E neste tempo todo, vieram algumas crises, momentos difíceis, apertos, dificuldades, estresses, hesitações, momentos em que a reflexão se fez necessária, se valia a pena continuar na profissão, não só no site, se valia a pena ver que fazer um trabalho digno e honesto não é das coisas mais recompensadoras. Mas é, é, e muito, vale a pena insistir, batalhar, persistir, renovar, se renovar, ter ideias, e aí apareceram Ivan Capelli – este de longa data – e Bruno Mantovani, e com eles surgiu uma revista eletrônica. Mais recentemente, ao projeto se juntou o Rodrigo Berton, e todos eles viraram grandes amigos, grandes cabeças e corações.

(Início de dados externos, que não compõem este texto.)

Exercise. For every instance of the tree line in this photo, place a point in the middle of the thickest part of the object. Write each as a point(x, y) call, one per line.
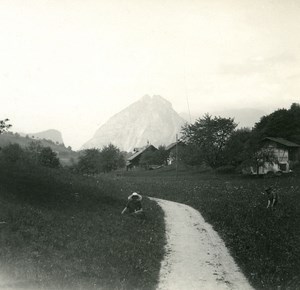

10 anos depois, a redação segue da mesma forma, com o computador preto encostado, alguns outros objetos, um baú, uma cafeteira que era uma esquentadora de água e outra que funciona, e o chefe ali sentado, não mais de frente para porta, mas agora para a parede. Flavio Gomes. Um personagem no Twitter, uma figura no rádio e na TV, um jornalista dos maiores que conheci, o cara que melhor escreve sobre esporte e a vida, uma pessoa ímpar. Dez anos de absoluto respeito e de uma convivência absolutamente amistosa, como a de um pai com um filho. O cara que leu meu e-mail, que poderia ter deletado tudo que lhe escrevi, que me deu toda a liberdade do mundo para fazer o que quisesse tanto em termos estruturais quanto editoriais, o cara que me abriu a porta, o cara que me fez ler o que estava escrito na porta. O cara.

E nesse looping da vida, estamos juntos Gomes, Everaldo, Arantes e eu na ESPN, esta segunda casa que me brotou por conta também de Rafael Almeida, amigo que surgiu nesta loucura de rede social, bem como tantos outros que fazem parte destes dias. E neste espaço, escrevi para o maior jornal este país, a Folha; para a maior revista especializada do Brasil, a Quatro Rodas; para a maior revista especializada do mundo, a F1 Racing; e faço rádio e TV para o maior grupo de comunicação esportiva deste planeta. Tenho sorte. Foi muita coisa.

Pois hoje, 10 anos de jornalismo esportivo e de Grande Prêmio e Warm Up, sem estar na redação, vem à mente a folha já amarelada ali na porta, ainda imponente, e agradeço. Agradeço muito ao chefe, pelos lugares que visitei, pelas pessoas que conheci, os grandes amigos que fiz e tudo que vivi em uma década. E sorrio.